Bem-vindos a The Last Black Man in San Francisco (Concurso Internacional), que chega a Locarno depois de ter já estreado em salas nos EUA e de ter conquistado a crítica — todos sabemos como muitos destes novos americanos do momento acabam por não passar de fogachos, de cineastas que depois não repetem o gesto da primeira obra (onde andam Lance Hammer ou Benh Zeitlin, por exemplo?). Mas, apesar de The Last Black Man in San Francisco vir já com patronos fortes (a produção é de Brad Pitt, a distribuidora é a A24, a mesma equipa que tornou Moonlight de Barry Jenkins num fenómeno), há de facto qualquer coisa neste filme terminal, requiem por uma cidade, e por um passado, que se perdeu.
Sim, o filme de Joe Talbot é claramente social — sobre a “gentrificação” de uma cidade que o dinheiro das start-ups e da tecnologia está a esvaziar dos seus habitantes, sobre uma comunidade negra que se atira para um gueto como quem esconde os indesejáveis. Mas é, acima de tudo, um requiem comovente, simbolizado na velha casa de família com aromas e memórias e mobiliário de outros tempos, uma casa verdadeiramente assombrada com os desejos e os remorsos de quem lá viveu, abandonada pelos actuais moradores por questões de heranças e vazia enquanto não se decide a propriedade.
A dada altura, Mont encontra um livro de Proust na biblioteca, e faz sentido: a casa na esquina da Golden Gate com a Fillmore é ela própria uma madalena, um farol, um índice de possibilidades que parecem estar vedadas a Jimmie. Porque não é branco, porque não tem dinheiro, porque é um cidadão de segunda. The Last Black Man in San Francisco é um testemunho para o futuro sobre tudo o que se perdeu e não se encontra no Google. E apostamos que vai estar no palmarés de uma edição de Locarno que, enfim, começa a ganhar tracção.

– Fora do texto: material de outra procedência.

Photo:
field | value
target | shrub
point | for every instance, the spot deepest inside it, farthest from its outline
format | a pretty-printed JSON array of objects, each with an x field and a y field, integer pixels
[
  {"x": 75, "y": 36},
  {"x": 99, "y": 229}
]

Estávamos a falar de americanos e Locarno tem sempre tido alguma pontaria nos que vai escolhendo — se The Last Black Man in San Francisco é claramente um filme urgente, a presença na Piazza Grande do épico opus fetishisticum de Quentin Tarantino, Era uma Vez… em Hollywood faz a ponte com a primeira longa de Tyler Taormina, Ham on Rye (Cineastas do Presente). O filme de Tarantino é uma ode fetichista à Hollywood clássica, referenciando com deleite todo um cinema de série B detalhado com precisão maníaca, mas sempre dentro de uma lógica de entertainment. Taormina pega nas prom nights, as festas de fim de liceu, num filme literalmente dividido em duas partes: uma primeira que se abandona com prazer e cuidado à recriação das expectativas e da passagem à idade adulta, e uma segunda que abre para os bastidores dessas expectativas, e para a desilusão que daí resulta, contada num ambiente quase de mitologia pagã.
Digamos, muito sucintamente, que Ham on Rye seria um filme de liceu contado por David Lynch entre a abertura de Veludo Azul e as dimensões alternativas da terceira série de Twin Peaks — mas com uma candura quase ingénua no seu fetichismo assumido dos rituais e algo de história de fantasmas à volta da fogueira. Afinal, é também de fantasmas que se fala aqui.